Lerma contends the trial court erred by (1) not modifying the mandatory jury instruction on accomplice testimony, and (2) not awarding him an additional day of actual presentence custody credit. Caldera contends that (3) her conviction for aiding and abetting attempted premeditated murder was not supported by substantial evidence, and (4) the court erred by instructing the jury that Lerma's prior robbery conviction could be used as evidence of Caldera's intent and motive as to the attempted murder charge. The People contend (5) the court failed to impose required fines and fees on Caldera.

DISCUSSION

1. The Trial Court Properly Instructed the Jury that Accomplice Testimony Must be Corroborated as Set Forth in CALCRIM No. 335

At trial, Trejo was called as a witness for the prosecution under a plea agreement. He testified that he met Caldera and Lerma at the Knights Inn, where they drank and did drugs together. Eventually, Trejo grew bored, and Caldera offered him a ride to his next party. They left the motel with Lerma; Caldera drove, Lerma sat in the front seat, and Trejo sat in the back. There was loud music playing, so nobody spoke. Eventually, Caldera stopped the car, retrieved a cloth-wrapped item, and handed it to Lerma. Lerma put the item in his pocket. Trejo and Lerma got out of the car and walked down a nearby alley together. Lerma, who said he knew a girl who lived nearby, looked into apartment windows. Eventually, Lerma stopped at a window and invited Trejo to look inside. Trejo could not see anything, so he moved aside to wait for Lerma. Suddenly, Trejo heard several shots ring out, and took off running. As Trejo scaled a nearby fence, Lerma caught up and warned him that if he did not "keep [his] mouth shut," Lerma would "smoke [him]." Several days later, Lerma called Trejo and repeated his threat.

Based on this testimony, it is undisputed by the parties that Trejo was an accomplice, rendering his testimony incompetent unless corroborated. (§ 1111; People v. Rodriguez (1986) 42 Cal.3d 730, 759.) Accordingly, the trial court instructed the jury with CALCRIM No. 335, the relevant instruction on accomplice testimony. Although Lerma neither objected to the instruction nor requested a modification, he contends on appeal that the court erred by failing, sua sponte, to alter it to explain that Trejo's testimony had to be corroborated by independent evidence of an element of the charged crimes.
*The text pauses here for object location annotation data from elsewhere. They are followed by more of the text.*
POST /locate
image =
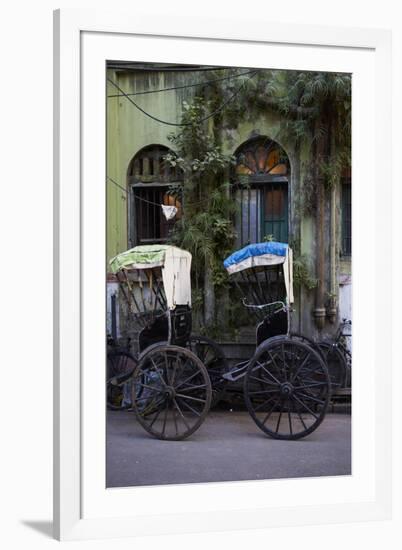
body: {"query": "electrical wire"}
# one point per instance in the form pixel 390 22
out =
pixel 195 84
pixel 216 111
pixel 137 197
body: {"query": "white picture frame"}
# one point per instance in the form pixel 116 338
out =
pixel 83 507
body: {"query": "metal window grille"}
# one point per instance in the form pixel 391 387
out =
pixel 346 201
pixel 150 177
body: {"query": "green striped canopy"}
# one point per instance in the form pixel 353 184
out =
pixel 141 257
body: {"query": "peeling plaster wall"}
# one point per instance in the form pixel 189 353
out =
pixel 129 130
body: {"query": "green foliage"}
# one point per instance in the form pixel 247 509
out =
pixel 302 273
pixel 206 227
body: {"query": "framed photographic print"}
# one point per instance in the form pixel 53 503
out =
pixel 211 187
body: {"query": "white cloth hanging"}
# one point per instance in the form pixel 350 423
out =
pixel 169 211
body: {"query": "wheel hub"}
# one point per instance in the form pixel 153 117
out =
pixel 170 392
pixel 286 389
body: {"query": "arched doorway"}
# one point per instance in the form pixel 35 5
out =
pixel 261 178
pixel 149 178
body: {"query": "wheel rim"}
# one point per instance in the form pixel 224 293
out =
pixel 171 392
pixel 287 389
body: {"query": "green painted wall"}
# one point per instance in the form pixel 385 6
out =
pixel 129 130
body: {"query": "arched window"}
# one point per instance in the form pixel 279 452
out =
pixel 149 178
pixel 261 177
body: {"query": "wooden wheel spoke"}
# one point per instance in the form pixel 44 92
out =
pixel 279 419
pixel 290 421
pixel 263 380
pixel 301 366
pixel 261 405
pixel 181 414
pixel 190 408
pixel 311 384
pixel 192 388
pixel 156 417
pixel 262 391
pixel 306 407
pixel 269 374
pixel 270 412
pixel 184 396
pixel 150 388
pixel 187 379
pixel 165 417
pixel 315 399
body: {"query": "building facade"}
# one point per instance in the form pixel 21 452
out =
pixel 274 166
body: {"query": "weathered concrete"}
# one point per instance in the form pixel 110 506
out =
pixel 227 447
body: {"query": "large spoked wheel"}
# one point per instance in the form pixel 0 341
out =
pixel 119 363
pixel 287 388
pixel 214 360
pixel 171 392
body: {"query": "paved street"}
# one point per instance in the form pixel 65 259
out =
pixel 227 447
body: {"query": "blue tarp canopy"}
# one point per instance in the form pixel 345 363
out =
pixel 264 254
pixel 258 249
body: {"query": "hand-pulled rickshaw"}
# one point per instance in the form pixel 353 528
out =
pixel 176 375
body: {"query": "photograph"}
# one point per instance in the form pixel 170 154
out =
pixel 228 276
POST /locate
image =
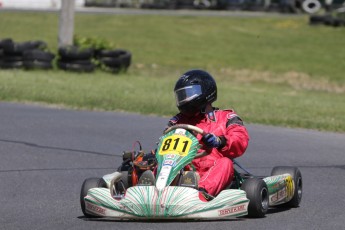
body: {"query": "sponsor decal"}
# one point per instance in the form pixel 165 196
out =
pixel 169 162
pixel 235 209
pixel 231 115
pixel 279 195
pixel 170 156
pixel 95 208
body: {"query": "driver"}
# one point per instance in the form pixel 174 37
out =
pixel 226 137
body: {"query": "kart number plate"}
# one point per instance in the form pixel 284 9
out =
pixel 175 144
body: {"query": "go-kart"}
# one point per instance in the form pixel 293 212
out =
pixel 122 195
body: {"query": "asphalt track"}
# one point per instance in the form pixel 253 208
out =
pixel 46 153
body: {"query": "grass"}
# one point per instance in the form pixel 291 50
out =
pixel 272 70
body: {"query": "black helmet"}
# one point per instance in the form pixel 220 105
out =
pixel 194 90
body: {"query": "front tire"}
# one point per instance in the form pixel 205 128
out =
pixel 257 193
pixel 87 185
pixel 298 185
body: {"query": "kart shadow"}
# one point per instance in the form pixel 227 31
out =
pixel 104 219
pixel 273 210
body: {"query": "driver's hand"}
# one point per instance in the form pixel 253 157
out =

Because CALCRIM No. 335 is not explicit on this point, he argues the jury could have determined Trejo's testimony was corroborated by evidence that connected Lerma to the commission of the crimes, but did not "relate to an act or fact which is 'an element of the crime.'" Lerma therefore asks us to hold that CALCRIM No. 335 incorrectly states the law.

A. Standard of Review for Instructional Error

As a preliminary matter, we address the People's argument that Lerma forfeited his challenge to CALCRIM No. 335 because he did not object to the instruction, or seek its revision, at trial. (People v. Guiuan (1998) 18 Cal.4th 558, 569-570.) Certainly, the accomplice-corroboration requirement of section 1111 is a substantial right. (People v. Rodrigues (1994) 8 Cal.4th 1060, 1132.) It is also settled that a defendant need not object to preserve a challenge to an instruction that incorrectly states the law and affects his or her substantial rights. (People v. Mackey (2015) 233 Cal.App.4th 32, 106 (Mackey); see also § 1259.) Even so, "a party may not complain on appeal that an instruction correct in law and responsive to the evidence was too general or incomplete unless the party has requested appropriate clarifying or amplifying language." (People v. Tuggles (2009) 179 Cal.App.4th 339, 364-365, internal quotation marks omitted.)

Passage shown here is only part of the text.